Keep on longing to know Godcomment (0)
July 3, 2003
By Betty Baggott
I was down, really down, on this particular day. My husband, Bob, had recently passed away, and I was trying to come to terms with what had happened. It was so difficult for me to unmask all my feelings, even to myself.
A part of me wanted to scream. Another part wanted to cry. Through it all, I desired to get on my knees and plead with God to get me through the darkest nights.
And He has, but that is a story waiting to be told later. On this particular day, I just had to make it through the day. My thoughts were interrupted by the noise of the postman’s car. As I walked to the mailbox on that chilling, cloudy February afternoon, I wept all the way. How many times had God already shown me it was alright to shed tears in the presence of the One Who knew me best — my God and my Comforter?
I looked in the mailbox and wondered why in the world a preacher would send me a book on “Finding God.” My salvation was real to me and with every fiber of my being I tried always to stay within His will. Like a drowning person searching for something to hold, I sat down to scan the pages.
How my spirits were lifted as I read of the personal experiences of Larry Crabb, author of “Finding God.” You see, as I had cried earlier I prayed there would be something in the mailbox to give me peace that day.
“I am never going to make it; there is no way.” My thoughts were hurtful. But within me I heard the words: “You may have lost the best friend you ever had, but you have not lost Me. There are yet so many mysteries to be uncovered in our relationship. I am here for you.”
Sitting there reading “Finding God,” I knew my prayers had been answered. Within all of us there should always be the deeper longing to know more of God.
After three years and five months of working through the grief process I am still in search of more of God. And even if I had not gone through this painful time in my life, other circumstances would still remind me our journey in life should be about spiritual growth.
Through the years, observing those in ministry has led me to believe that unfortunately for many there comes a cutoff place where one is saved but the growth period stops. Teachers like this keep on teaching, but their spiritual lives are the same as they were when they took the class themselves three years before.

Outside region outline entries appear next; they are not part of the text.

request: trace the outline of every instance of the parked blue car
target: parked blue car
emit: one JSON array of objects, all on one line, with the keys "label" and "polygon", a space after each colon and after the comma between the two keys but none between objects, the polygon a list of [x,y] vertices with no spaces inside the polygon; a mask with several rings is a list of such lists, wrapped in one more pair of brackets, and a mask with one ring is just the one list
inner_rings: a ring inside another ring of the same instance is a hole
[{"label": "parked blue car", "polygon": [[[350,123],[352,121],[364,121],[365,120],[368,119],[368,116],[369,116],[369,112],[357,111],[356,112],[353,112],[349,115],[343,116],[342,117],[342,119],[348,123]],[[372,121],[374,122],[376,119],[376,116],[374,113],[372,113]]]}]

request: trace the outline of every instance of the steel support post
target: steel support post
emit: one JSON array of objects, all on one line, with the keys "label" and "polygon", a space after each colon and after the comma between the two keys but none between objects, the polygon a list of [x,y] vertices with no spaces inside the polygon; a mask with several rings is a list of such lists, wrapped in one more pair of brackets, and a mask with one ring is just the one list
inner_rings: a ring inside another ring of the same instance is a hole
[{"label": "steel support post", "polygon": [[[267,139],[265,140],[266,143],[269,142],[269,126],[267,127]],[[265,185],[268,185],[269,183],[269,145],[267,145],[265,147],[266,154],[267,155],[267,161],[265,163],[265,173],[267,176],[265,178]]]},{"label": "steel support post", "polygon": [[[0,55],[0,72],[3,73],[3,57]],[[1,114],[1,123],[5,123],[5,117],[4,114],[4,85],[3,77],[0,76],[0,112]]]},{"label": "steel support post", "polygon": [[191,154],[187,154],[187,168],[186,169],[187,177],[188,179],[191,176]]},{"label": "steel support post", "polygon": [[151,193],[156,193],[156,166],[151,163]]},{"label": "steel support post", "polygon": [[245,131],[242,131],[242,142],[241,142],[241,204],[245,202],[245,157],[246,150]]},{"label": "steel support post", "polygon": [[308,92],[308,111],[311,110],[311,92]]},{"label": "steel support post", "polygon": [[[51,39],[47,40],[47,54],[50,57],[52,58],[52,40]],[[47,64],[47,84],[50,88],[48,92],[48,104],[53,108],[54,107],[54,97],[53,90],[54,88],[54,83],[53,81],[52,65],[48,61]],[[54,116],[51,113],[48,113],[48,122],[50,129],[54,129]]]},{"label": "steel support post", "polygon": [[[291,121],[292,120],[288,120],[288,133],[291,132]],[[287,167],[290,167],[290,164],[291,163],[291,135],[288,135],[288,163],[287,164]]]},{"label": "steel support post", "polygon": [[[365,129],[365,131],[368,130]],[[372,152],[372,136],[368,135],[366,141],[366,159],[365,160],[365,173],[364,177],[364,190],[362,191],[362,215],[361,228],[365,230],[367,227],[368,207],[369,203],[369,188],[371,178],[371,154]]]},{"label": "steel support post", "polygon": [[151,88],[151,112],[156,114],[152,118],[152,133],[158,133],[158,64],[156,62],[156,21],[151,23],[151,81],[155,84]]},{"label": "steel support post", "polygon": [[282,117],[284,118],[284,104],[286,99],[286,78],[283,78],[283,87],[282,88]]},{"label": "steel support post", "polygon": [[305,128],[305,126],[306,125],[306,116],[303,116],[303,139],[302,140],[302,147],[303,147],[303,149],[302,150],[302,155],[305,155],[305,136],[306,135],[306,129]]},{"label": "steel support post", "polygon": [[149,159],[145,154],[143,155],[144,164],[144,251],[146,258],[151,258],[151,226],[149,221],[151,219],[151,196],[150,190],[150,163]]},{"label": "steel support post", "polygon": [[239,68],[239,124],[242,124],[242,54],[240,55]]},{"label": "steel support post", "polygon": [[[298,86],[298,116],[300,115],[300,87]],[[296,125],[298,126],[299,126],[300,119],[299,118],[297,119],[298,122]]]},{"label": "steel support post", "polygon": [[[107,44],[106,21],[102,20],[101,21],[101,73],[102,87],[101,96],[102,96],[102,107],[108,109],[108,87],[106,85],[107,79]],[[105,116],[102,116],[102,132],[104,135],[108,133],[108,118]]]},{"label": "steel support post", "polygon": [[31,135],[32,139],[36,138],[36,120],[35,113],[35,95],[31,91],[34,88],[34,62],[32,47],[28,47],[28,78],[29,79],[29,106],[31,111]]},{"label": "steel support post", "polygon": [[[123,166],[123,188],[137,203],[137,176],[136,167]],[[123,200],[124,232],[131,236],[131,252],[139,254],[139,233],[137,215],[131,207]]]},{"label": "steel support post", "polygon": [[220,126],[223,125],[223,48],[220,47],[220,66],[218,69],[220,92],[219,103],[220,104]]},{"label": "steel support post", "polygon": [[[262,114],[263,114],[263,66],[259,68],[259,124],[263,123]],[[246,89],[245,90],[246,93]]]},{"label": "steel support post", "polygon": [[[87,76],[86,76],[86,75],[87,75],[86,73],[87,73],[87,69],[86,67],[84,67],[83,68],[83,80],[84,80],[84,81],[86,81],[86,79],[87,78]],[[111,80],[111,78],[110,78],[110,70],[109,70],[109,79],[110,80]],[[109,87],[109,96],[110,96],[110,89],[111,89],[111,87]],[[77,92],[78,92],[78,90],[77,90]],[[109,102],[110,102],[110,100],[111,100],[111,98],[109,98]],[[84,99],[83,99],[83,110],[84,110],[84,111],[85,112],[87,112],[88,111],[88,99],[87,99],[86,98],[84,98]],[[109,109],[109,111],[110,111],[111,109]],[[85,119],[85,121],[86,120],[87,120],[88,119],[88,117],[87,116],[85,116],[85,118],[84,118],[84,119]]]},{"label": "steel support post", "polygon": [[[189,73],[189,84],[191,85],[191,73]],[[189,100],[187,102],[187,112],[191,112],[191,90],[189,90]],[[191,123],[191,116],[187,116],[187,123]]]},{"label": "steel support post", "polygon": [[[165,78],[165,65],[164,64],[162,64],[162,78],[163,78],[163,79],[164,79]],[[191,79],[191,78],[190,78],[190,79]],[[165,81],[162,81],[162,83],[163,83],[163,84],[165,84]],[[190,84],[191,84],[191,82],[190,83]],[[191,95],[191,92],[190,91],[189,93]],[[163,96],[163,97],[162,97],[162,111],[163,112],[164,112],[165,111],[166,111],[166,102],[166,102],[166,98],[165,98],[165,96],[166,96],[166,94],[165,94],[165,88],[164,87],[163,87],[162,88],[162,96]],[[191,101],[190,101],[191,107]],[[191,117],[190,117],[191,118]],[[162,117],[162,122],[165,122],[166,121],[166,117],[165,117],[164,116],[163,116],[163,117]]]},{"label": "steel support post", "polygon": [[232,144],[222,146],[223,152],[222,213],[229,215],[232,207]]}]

Deacons like this settle for less in their lives than they should. If ministry is about being a servant rather than wanting power, the only way to broaden the vision of knowing God’s will as you serve God’s people is to find it on your knees, pursuing more of God.
People who impact others are those who constantly search for new glimpses of God. Everything — our Christian institutions, churches, homes — would be better if this were true.
As I write this, I think of pastors, church members and seminary teachers like this who press on toward the high calling of Jesus Christ. They don’t want to just “get by” in the Lord. They want to have a continuing love affair with God.
A big thank-you to the pastor friend who sent me the book “Knowing God.”
In the margin of the book on Aug. 8, 2002, I wrote:
“I have not had my quiet time as I should. I am so busy, and I love my job, but I must not stay so busy I leave God out. God has brought me so far since Bob’s death. And I thank Him. I am so weak without God, and I must remember that. Please teach me more of You, God.”
He has, and He will. It all depends on my willingness.